The enrollment for the first year, 1969, was 243 students. The Sisters of the Holy Names of Jesus and Mary and the Notre Dame Sisters worked together in a new experiment in education. The Montessori method was used to teach Kindergarten, and the entire school was ungraded. In 1984, the Educare was started and a preschool program was established. The seventh and eighth grades were discontinued in 1987 due to declining enrollment. During the 1990’s Trinity enjoyed an increase in school enrollment. In 1995 and 1996 the seventh and eighth grades were reestablished. In 1995 Trinity was the first of the small Catholic schools of our Diocese to become accredited. We are accredited by the Northwest Association of Schools and Colleges and the Western Catholic Education Association.

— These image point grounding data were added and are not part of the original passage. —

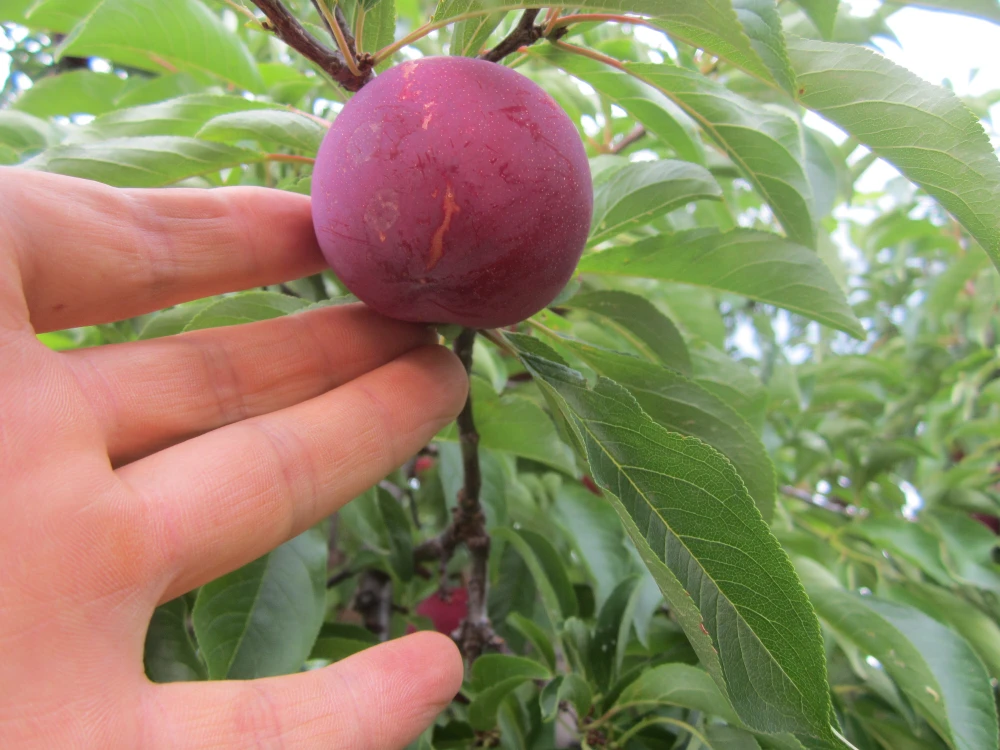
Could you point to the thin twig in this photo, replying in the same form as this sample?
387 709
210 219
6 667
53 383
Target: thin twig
336 24
821 501
287 28
637 133
524 34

Our staff today consists of eight lay teachers. The Holy Names sisters continue to be present at Trinity. Our students participate in a music program, art classes, drama classes, and a band program. From preschool through eighth grade Trinity provides an outstanding and full program of preschool, day care, and elementary education.
A special area that needs to be remembered is our memorial playground. This area was created by the hard work of the parents, family, friends, and classmates of Shane Torrison for use by the children of Trinity Catholic School.
Immediately east of Trinity Catholic School you will find “Shane Playground”. Shane Torrison passed away when he was a first-grader at Trinity school, in February 1977. His parents, family, friends, and the students of Trinity School designed and built a “creative playground”, which was dedicated September 9, 1977.
Although Shane was only six years old when he died, he had already proved himself to be a budding athlete. He learned to snow ski when he was only three, and was water skiing when he was four. He loved to play football, basketball, and baseball.
In school, his favorite class was religion. At the first-grade level, Jesus relates to children as a brother and a friend. Shane related back to Jesus in the same way. Shane was a member of a large and loving family with three brothers and four sisters.
In November, 1976, Shane was diagnosed with Hodgkin’s disease. He continued to attend school up until he passed away in February. His cheerful attitude was an inspiration to all who came in contact with him.